Tra la caldazza di questi giorni e le polemiche roventi (finalmente una frase fatta che cade al posto giusto) di stretta attualità viene la tentazione di intuire un rapporto causa-effetto e di stabilire che è tutta colpa della prima.
Un dibattito sullo “Ius soli” che sembra uscire dritto dalle pagine della rivista “La difesa della razza” (solo, molto più sgrammaticato), elucubrazioni sull’avidità dei portieri diciottenni, complottismo a livelli di guardia. Tutto questo, appena ieri, lo si poteva salutare con una scrollata di spalle: “Sarà colpa del caldo”. Oggi sappiamo che non è così: il caldo può esacerbare, sobbollire a fuoco lento qualche cervello già ridotto a chutney (sarà pur servito a qualcosa aver seguito sei edizioni di Masterchef) e, tenendo conto dell’effetto canotta sul balcone, rendere pubblici e sonori certi scontri, ma dobbiamo ammettere che fuori di testa lo siamo tutto l’anno: l’alibi della temperatura non regge.

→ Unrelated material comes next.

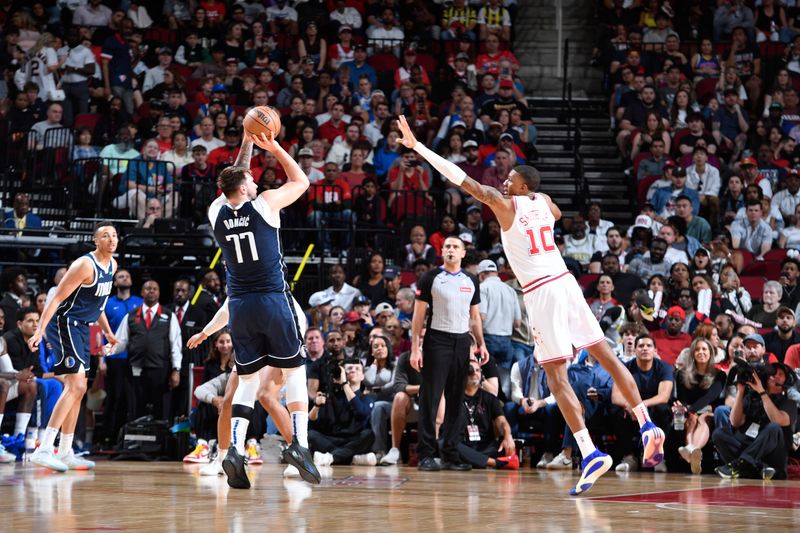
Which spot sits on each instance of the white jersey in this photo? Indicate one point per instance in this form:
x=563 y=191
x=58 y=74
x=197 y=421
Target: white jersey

Il guaio, sempre più evidente, è che non ci sono più scuse che ci affranchino da ottusità e ignoranza: dai libri e internet, fino ai condizionatori d’aria, infiniti sono i supporti all’uso benigno del cervello. Non che questo argini ottusi e ignoranti, anzi il loro stonato contributo al coro sociale ne esce amplificato. Qualcuno si affranca dicendo che non ha “paura di dire le cose che tutti vorrebbero dire”. Peccato ci siano sempre ottime ragioni per non dirle. Prima fra tutte la costumatezza. Articolo che però, bisogna ammetterlo, non aiuta contro il caldo.